Second, be willing to take the risk and raise the issue even if it doesn’t directly benefit you. Ask the questions at the next community planning group meeting: What are we doing? What have we done? Are we doing enough to address this problem? Raise your voice. Make a commitment to do something.
Recently I was speaking with both my partner and grandmother about what is going on with Black gay men in HIV infections and how frustrated so many of us are. Even with some of the organizing that is taking place, I’ll take the risk and say many of us are tired, weary and frustrated that 25 years into this epidemic we are in this place. People who have given their lives to the cause of HIV have gotten tired, even the new folks are getting tired quick.
So when I shared this with her she said the strangest thing to me. “Remember David,” she said. At first I didn’t know who or what she was talking about. We don’t have any relatives named David, so I was really at a loss.
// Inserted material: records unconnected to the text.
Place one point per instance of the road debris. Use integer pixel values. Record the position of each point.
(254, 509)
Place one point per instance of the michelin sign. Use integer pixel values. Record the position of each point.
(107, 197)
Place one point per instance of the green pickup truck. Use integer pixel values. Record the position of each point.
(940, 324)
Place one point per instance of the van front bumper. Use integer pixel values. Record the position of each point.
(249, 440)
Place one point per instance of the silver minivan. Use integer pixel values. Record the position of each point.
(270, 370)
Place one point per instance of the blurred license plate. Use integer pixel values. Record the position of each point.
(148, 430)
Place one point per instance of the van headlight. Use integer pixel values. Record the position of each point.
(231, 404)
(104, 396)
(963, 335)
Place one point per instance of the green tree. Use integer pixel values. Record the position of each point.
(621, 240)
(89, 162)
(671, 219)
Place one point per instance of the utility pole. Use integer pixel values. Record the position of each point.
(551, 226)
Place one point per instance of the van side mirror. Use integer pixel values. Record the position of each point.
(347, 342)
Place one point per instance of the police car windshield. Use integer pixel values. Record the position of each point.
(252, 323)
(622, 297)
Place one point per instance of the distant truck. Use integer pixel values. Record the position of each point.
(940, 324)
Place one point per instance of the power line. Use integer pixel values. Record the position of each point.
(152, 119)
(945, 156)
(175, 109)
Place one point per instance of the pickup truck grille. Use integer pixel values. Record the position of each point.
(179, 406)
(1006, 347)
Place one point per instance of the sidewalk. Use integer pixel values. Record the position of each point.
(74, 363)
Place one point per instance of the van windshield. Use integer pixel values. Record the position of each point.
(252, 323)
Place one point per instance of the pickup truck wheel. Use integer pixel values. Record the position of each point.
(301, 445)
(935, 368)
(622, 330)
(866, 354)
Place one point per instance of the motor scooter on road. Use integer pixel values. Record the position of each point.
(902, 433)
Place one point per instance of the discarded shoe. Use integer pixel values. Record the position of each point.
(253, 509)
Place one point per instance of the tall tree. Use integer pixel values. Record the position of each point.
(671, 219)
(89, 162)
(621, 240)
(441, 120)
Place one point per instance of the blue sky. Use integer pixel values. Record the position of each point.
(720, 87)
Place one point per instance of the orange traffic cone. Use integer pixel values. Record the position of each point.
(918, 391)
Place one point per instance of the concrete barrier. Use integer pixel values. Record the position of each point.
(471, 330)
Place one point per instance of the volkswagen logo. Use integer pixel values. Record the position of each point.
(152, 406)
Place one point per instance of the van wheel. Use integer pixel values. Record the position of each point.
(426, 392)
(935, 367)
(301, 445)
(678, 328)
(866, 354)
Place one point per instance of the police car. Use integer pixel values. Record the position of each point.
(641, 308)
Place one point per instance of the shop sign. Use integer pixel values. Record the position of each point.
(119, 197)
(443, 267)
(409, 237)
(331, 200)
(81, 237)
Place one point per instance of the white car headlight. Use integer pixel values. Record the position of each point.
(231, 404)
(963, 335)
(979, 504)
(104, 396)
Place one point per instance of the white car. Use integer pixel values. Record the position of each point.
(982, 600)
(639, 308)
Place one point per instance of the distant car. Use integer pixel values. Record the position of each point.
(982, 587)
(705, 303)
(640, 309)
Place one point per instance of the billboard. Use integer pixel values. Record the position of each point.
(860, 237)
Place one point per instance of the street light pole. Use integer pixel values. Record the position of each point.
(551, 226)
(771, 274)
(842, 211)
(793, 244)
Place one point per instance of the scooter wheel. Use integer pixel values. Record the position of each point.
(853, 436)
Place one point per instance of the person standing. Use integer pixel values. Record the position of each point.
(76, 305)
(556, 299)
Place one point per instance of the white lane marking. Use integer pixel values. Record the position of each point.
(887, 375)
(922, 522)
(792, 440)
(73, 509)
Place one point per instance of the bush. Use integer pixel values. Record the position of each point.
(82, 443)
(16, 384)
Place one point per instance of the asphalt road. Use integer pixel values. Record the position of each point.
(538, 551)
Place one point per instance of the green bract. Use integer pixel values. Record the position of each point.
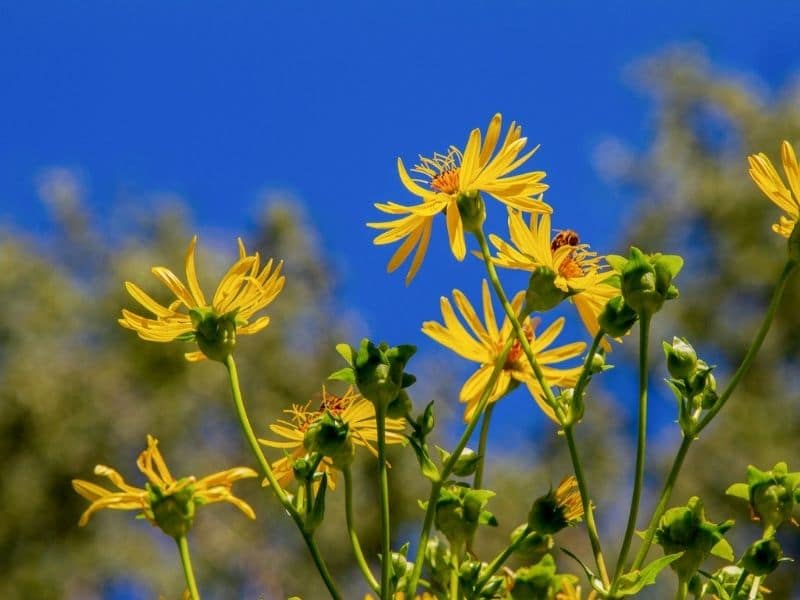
(686, 529)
She continued, “Remember David and Goliath.” Now, I told you that I was going to bring all of me, and part of me is a deep church boy. So, my Grandmother knew that the reference of David and Goliath would have deep meaning for me.
I am not sure how many of you know the story but it is quite an interesting story. David, a young, Israelite and unassuming man, is at the forefront of the battle between the Israelites and Philistines. And the Philistines’ great warrior is this huge, overpowering giant named Goliath, and all that encounter him deeply fear him. After much discouragement from his brothers, because they didn’t believe David was a match for Goliath, David faced him head on. He took what he had, looked the tall giant in the eyes and reached in his bag, pulled out a pebble and threw it at him, and did so three times. On the third throw he hit him in the center of his head and it pierced his skull and Goliath fell to his death.
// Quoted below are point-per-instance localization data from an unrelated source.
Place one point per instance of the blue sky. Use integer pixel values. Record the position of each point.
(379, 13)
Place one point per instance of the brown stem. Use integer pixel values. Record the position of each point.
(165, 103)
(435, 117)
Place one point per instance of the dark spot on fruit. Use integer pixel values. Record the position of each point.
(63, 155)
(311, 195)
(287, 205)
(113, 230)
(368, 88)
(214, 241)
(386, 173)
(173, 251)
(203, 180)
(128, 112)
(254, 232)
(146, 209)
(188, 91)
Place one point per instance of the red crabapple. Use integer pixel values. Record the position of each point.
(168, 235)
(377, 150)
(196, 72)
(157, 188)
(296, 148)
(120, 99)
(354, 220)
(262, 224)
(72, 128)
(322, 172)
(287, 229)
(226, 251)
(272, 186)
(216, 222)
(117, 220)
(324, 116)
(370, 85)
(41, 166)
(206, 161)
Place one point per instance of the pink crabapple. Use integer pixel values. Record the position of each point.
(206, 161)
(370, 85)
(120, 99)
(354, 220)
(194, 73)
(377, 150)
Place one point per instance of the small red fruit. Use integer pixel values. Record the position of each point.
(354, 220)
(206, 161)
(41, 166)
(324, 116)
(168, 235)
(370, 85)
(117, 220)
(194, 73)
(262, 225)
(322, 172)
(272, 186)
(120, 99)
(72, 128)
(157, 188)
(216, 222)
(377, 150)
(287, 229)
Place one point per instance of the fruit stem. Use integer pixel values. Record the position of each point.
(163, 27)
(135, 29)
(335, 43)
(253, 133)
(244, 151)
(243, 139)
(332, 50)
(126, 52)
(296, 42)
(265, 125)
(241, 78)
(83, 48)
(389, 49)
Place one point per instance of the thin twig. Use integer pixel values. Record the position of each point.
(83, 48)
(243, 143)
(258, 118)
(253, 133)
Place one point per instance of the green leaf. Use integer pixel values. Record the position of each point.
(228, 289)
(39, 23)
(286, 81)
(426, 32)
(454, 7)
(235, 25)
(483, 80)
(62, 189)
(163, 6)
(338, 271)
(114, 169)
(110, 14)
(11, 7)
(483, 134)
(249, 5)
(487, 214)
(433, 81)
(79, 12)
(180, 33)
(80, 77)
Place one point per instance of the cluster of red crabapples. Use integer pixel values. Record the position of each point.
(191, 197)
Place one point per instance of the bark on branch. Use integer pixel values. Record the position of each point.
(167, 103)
This story brought to my mind that each of us has a pebble that can be used against those forces that are working against our greater good. I began to wonder what it would mean if everyone sitting in this room took out one of their pebbles and threw it in the direction of HIV and the impact it is having on Black MSM.
For some, that pebble will be in the form of raising the issue at the next community planning group meeting. For others, the pebble will be going to speak with your executive director, program director or board of directors and asking to make some programmatic expansions or shifts. For others your pebble is releasing an RFP and targeting resources to address this issue. For some the pebble is making a commitment to target more Black MSM for HIV counseling and testing. For you, the pebble may be organizing some people who care to do much more than I can even speak to.
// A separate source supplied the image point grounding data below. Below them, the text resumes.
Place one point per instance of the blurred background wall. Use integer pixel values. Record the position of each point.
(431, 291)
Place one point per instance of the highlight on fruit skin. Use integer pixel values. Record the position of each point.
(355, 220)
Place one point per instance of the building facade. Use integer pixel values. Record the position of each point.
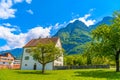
(28, 63)
(6, 60)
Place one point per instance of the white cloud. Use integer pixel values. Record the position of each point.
(30, 11)
(29, 1)
(18, 1)
(18, 41)
(85, 19)
(5, 9)
(7, 24)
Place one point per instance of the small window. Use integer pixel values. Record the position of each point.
(3, 62)
(28, 50)
(26, 57)
(25, 64)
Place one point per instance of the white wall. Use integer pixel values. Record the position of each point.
(59, 61)
(30, 63)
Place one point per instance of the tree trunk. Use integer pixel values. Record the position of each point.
(117, 61)
(43, 68)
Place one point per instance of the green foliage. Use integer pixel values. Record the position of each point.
(75, 60)
(73, 36)
(82, 74)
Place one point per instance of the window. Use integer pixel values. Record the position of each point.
(59, 59)
(25, 64)
(28, 50)
(3, 62)
(26, 57)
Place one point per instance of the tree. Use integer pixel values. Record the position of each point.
(106, 39)
(46, 53)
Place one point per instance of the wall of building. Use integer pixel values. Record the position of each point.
(29, 64)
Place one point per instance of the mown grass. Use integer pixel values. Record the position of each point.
(83, 74)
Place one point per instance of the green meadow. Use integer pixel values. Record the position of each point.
(79, 74)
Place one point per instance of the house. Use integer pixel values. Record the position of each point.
(28, 63)
(6, 60)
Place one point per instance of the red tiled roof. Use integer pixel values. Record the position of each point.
(34, 42)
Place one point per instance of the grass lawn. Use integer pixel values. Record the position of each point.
(83, 74)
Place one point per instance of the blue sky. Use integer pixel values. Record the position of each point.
(23, 20)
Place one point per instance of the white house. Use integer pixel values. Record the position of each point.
(28, 63)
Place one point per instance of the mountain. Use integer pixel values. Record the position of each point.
(76, 34)
(73, 36)
(17, 53)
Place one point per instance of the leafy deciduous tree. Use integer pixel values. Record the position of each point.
(46, 53)
(107, 39)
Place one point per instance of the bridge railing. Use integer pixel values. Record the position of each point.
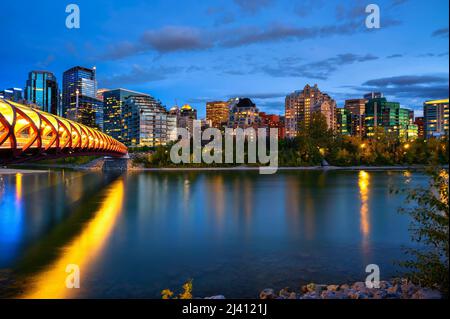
(30, 134)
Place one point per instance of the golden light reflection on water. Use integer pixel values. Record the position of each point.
(363, 182)
(18, 187)
(82, 251)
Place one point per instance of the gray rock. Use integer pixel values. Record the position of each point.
(379, 294)
(293, 295)
(359, 286)
(385, 284)
(311, 287)
(216, 297)
(426, 293)
(332, 287)
(394, 289)
(267, 293)
(285, 293)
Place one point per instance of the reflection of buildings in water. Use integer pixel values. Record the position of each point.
(218, 198)
(2, 188)
(300, 207)
(363, 183)
(18, 187)
(81, 251)
(11, 216)
(248, 197)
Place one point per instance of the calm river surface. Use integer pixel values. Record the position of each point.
(233, 233)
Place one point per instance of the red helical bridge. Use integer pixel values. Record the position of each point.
(28, 134)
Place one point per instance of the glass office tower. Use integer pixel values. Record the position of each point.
(41, 91)
(79, 100)
(113, 117)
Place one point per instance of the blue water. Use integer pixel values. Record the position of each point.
(233, 233)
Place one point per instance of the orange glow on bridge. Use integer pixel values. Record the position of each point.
(29, 134)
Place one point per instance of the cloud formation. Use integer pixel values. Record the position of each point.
(422, 87)
(440, 33)
(184, 38)
(320, 70)
(139, 74)
(252, 6)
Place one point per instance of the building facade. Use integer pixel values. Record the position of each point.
(273, 121)
(145, 122)
(217, 113)
(300, 105)
(419, 121)
(79, 98)
(186, 116)
(13, 94)
(435, 115)
(389, 116)
(112, 111)
(343, 121)
(41, 91)
(356, 109)
(243, 113)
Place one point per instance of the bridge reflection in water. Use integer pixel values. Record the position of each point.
(81, 251)
(27, 134)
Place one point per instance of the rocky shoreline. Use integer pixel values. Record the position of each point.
(394, 289)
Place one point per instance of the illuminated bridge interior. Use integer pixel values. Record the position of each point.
(28, 134)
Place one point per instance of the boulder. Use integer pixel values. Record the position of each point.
(285, 293)
(267, 293)
(426, 293)
(216, 297)
(332, 287)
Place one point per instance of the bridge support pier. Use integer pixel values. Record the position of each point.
(115, 164)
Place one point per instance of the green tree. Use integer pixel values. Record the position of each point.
(430, 266)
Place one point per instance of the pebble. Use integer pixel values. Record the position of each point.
(395, 289)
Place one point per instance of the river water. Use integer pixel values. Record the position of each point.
(233, 233)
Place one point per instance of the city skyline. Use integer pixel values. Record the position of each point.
(177, 55)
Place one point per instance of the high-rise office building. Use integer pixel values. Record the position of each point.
(79, 102)
(13, 94)
(243, 113)
(112, 110)
(389, 116)
(435, 114)
(187, 115)
(356, 109)
(145, 122)
(373, 95)
(419, 121)
(217, 113)
(272, 121)
(100, 92)
(300, 105)
(343, 121)
(41, 91)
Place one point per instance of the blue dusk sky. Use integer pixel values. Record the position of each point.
(194, 51)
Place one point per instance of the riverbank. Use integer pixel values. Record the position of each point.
(394, 289)
(13, 171)
(97, 166)
(300, 168)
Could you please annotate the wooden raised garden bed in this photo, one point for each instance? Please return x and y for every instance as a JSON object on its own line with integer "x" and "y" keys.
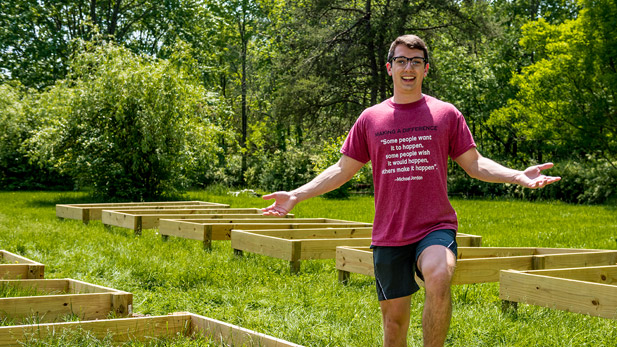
{"x": 483, "y": 264}
{"x": 63, "y": 297}
{"x": 88, "y": 212}
{"x": 146, "y": 329}
{"x": 295, "y": 245}
{"x": 13, "y": 266}
{"x": 207, "y": 230}
{"x": 587, "y": 290}
{"x": 138, "y": 220}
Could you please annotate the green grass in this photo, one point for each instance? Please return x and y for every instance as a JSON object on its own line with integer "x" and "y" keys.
{"x": 312, "y": 308}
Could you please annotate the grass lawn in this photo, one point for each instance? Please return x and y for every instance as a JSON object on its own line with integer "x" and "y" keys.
{"x": 311, "y": 308}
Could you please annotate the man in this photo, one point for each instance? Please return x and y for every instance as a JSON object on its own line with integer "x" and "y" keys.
{"x": 408, "y": 138}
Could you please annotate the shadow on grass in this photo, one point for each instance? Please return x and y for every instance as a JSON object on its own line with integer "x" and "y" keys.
{"x": 85, "y": 197}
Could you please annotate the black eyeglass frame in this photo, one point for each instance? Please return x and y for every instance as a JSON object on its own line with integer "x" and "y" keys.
{"x": 407, "y": 59}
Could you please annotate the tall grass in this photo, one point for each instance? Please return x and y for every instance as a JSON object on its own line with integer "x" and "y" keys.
{"x": 311, "y": 308}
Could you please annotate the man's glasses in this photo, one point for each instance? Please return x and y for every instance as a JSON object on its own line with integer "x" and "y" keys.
{"x": 402, "y": 61}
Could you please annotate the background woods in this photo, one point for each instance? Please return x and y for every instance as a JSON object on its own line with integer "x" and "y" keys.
{"x": 142, "y": 99}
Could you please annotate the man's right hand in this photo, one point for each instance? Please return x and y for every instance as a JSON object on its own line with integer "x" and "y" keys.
{"x": 284, "y": 202}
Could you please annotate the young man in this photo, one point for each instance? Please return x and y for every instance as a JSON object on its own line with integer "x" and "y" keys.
{"x": 408, "y": 138}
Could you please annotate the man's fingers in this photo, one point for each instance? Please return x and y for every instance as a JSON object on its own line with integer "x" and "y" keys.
{"x": 545, "y": 166}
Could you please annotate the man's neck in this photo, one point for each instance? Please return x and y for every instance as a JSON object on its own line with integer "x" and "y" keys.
{"x": 397, "y": 98}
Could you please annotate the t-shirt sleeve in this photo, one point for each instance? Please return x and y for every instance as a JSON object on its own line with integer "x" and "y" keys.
{"x": 461, "y": 139}
{"x": 356, "y": 144}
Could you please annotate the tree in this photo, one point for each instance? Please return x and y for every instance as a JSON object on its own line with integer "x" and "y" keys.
{"x": 36, "y": 35}
{"x": 132, "y": 127}
{"x": 565, "y": 104}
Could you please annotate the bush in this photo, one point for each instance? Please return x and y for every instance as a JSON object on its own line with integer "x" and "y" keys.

Just imagine that if David, one person, can defeat a Goliath with several throws of a pebble — which later leads David to his kingship — just imagine the impact if all of us picked up just one of our pebbles in our possession and directed it towards this issue.
I am going to leave you today with this. I believe that if we just make a commitment to do something, to act, to pick up just one of our pebbles and direct it towards this issue, the universe will conspire for our success.